Nov 22nd, 2025
Chris Rohlf
Since 2022, the USG has restricted access to advanced AI GPUs through successive rounds of export controls, all aimed
at limiting adversary access to large scale compute. While the specific parameters of those export controls and associated
policies continue to be modified there is still general consensus around the goal of preventing access to significant
quantities of high end AI compute by adversaries.
This strategy assumes the decisive variable in AI competition relies on access to the most capable GPUs in mass quantities.
There is good reason to support this logic given the value of AI in high stakes domains like intelligence and warfare.
But who wins the AI race won’t be decided by who can train the best models alone. There are many domains where a small
number of GPUs used for inference of the latest open weight models are capable of producing incredibly valuable outputs.
This is obvious to anyone who has run an open weight model, or written an agent to autonomously perform a task. While the
cost of inference is coming down on a per-chip basis, the number of AI workloads is growing and along with
it the volume of tokens and so costs overall are rising. The realities and constraints of those spiraling costs means
there is incentive to minimize GPU compute and to exploit the capability overhang in existing models to drive
agentic workloads that primarily run on CPUs at significantly lower costs.
In this piece I introduce the ‘Agentic Sufficiency Curve’, a threshold where GPU capacity becomes good enough for a
specific problem domain through accurate initial inference and agentic throughput begins scaling on CPUs, memory, and I/O.
States don't necessarily need infinite frontier silicon to win the AI race, they need sufficient inference capacity and
vast amounts of cheap CPU that agents can leverage. In other words, once the blue line intersects with the red line, agentic
completions take off and the bottleneck shifts from GPU TFLOPs to commodity CPU cycles, memory bandwidth, and I/O.

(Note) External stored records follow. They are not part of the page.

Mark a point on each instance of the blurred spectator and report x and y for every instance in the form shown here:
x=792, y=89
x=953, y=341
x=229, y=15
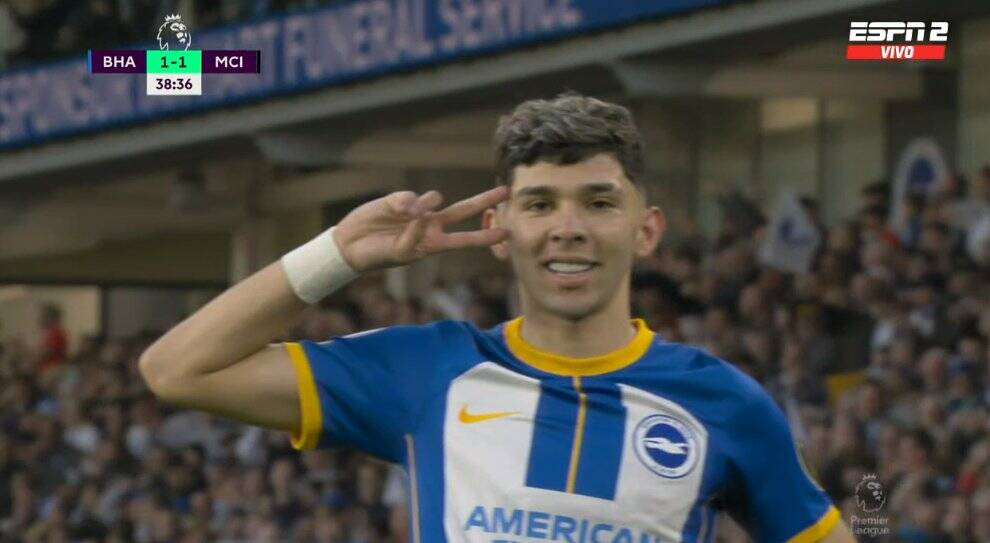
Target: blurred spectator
x=54, y=342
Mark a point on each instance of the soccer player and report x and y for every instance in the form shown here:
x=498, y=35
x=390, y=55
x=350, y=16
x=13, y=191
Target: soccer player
x=571, y=423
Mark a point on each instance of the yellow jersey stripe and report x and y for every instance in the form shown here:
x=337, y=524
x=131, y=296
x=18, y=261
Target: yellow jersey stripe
x=818, y=530
x=578, y=437
x=569, y=366
x=311, y=415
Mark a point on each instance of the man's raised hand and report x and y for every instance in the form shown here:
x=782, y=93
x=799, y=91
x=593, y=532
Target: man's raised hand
x=403, y=227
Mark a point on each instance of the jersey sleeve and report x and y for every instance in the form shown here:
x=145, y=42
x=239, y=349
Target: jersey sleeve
x=365, y=390
x=774, y=498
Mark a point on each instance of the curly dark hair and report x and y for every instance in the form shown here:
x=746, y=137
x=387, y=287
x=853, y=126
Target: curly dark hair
x=566, y=130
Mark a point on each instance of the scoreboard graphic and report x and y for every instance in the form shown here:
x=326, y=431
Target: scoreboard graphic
x=174, y=69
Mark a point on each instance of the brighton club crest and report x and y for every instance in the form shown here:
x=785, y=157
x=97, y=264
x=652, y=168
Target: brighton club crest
x=666, y=445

The ‘Agentic Sufficiency Curve’ is just an attempt to formalize something that is likely very obvious to anyone who
has written an agent. The agent itself is a probabilistic program that is partially produced by inference on GPU but that
executes on low cost CPU.
There is also good reason to believe the cost of frontier model inference will continue to fall. Model architectures
improvements such as batching, quantization, speculative decoding, MoE architectures, and others have all pushed the
sufficiency point left. This means older GPUs can still clear the bar for inference that meets the threshold
and deliver the tokens per-second needed to drive and scale agent deployments. Semiconductor export controls aim to
protect access to the latest silicon but not the area under the curve. Still, GPU compute will remain more expensive
than CPU for the foreseeable future and this means it is in the best interest of companies and governments to shift as
much of these workloads to agents (which execute on CPUs) after the sufficiency threshold is met. Accurate inference is
still critical because the model’s first few trajectories determine the entire direction of the agentic workflow. A strong
initial inference minimizes wasted CPU cycles, and prevents the agent from wandering into dead ends that
require expensive replanning steps. Every low accuracy agent trajectory forces a return to GPU bound inference, so precision
up front compounds efficiency across the whole agentic loop.
As an example, agent workloads in software vulnerability discovery and mitigation largely center around using LLMs to
drive traditional tooling such as fuzzers and static analysis tools. These combine short durations of token generation
with long tails of planning, retrieval, tool use, and verification. In these workloads, GPUs idle while agents wait on
network and system calls, overall throughput and agent output improves from smarter process scheduling, concurrency, and fewer
cache misses than from total GPU TFLOPs alone. This won’t be true of all problem domains, and as models get better and more
accurate we may reach a point where a small number of tensor operations performed in milliseconds results in the same
outcome and cost as hundreds of millions of CPU instructions over a longer period of time.
It’s all but guaranteed that frontier AI silicon will remain strategically important, but once an organization amasses
enough inference capacity to solve for a specific problem domain, the winning condition shifts to agentic saturation
driven by cheap CPU. If policy makers fixate only on who amasses the newest chips, they will miss the agentic crossover
and the point where a domain specific advantage comes from agent deployment, not amassed TFLOPs intended for training runs.